1924 film by John G. Blystone

Ladies to Board is a 1924 American silent comedy film directed by John G. Blystone and written by Donald W. Lee. The film stars Tom Mix, Gertrude Olmstead, Philo McCullough, Gilbert Holmes, Gertrude Claire, and Dolores Rousse. The film was released on February 3, 1924, by Fox Film Corporation.

==Plot==
As described in a review in a film magazine, a crabbed, elderly lady on a motor trip through the west loses control of her car on a steep hill and Tom Faxon, a native, heroically rescues her. A few years after she dies, leaving her estate, consisting of a sanitarium for old ladies, to Tom.
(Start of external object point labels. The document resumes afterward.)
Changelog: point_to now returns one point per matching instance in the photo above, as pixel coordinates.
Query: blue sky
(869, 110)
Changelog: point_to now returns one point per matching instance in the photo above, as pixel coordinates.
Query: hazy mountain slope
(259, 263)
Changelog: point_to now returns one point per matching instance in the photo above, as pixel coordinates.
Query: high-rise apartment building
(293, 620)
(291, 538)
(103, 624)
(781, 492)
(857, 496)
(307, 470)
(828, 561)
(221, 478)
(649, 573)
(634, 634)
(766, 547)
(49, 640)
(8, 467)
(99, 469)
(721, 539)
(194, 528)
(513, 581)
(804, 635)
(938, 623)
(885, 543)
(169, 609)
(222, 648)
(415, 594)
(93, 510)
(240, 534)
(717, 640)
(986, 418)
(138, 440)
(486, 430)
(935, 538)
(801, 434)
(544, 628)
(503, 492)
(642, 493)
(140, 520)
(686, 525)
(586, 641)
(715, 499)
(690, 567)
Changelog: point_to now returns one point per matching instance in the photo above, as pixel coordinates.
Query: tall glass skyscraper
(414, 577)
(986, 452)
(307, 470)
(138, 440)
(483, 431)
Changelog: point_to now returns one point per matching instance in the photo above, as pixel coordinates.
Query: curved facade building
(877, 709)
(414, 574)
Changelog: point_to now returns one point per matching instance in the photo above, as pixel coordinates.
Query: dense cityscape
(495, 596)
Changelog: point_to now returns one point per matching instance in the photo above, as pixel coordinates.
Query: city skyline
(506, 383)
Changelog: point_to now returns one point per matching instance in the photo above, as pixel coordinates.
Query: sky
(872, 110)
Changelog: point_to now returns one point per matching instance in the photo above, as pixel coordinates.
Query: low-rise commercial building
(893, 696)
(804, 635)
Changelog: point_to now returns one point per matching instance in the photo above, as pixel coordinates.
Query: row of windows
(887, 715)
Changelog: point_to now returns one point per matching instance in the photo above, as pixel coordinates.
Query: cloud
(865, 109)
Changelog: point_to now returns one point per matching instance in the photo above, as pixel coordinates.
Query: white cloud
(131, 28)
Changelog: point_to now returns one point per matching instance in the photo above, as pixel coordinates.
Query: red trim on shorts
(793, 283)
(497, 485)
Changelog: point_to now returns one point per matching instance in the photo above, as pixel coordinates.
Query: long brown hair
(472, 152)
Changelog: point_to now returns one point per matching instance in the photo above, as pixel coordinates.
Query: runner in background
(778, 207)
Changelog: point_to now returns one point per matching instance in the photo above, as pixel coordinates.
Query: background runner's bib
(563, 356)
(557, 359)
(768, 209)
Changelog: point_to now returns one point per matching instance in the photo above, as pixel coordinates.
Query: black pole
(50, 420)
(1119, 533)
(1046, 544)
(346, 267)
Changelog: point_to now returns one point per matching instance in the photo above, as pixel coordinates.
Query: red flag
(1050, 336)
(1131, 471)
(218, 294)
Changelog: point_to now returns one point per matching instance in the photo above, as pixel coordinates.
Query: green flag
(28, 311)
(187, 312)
He immediately goes east, taking his chum Bunk with him. Tom gets to be very popular with the old ladies and is especially attracted to a charming nurse, Edith, and to Mrs. Carmichael, whose son, a successful artist, has neglected her. Tom makes it his business to go and bring the son to the home; he has to use rough methods, but he succeeds. Tom also by using cave-man stuff elopes with the pretty nurse, while Buck elopes with the housekeeper.

==Cast==
- Tom Mix as Tom Faxton
- Gertrude Olmstead as Edith Oliver
- Philo McCullough as Evan Carmichael
- Gilbert Holmes as Bunk McGinnis
- Gertrude Claire as Mrs. Carmichael
- Dolores Rousse as Model
- Tony the Horse
- Walter Wilkinson

==Preservation==
With no prints of Ladies to Board located in any film archives, it is a lost film.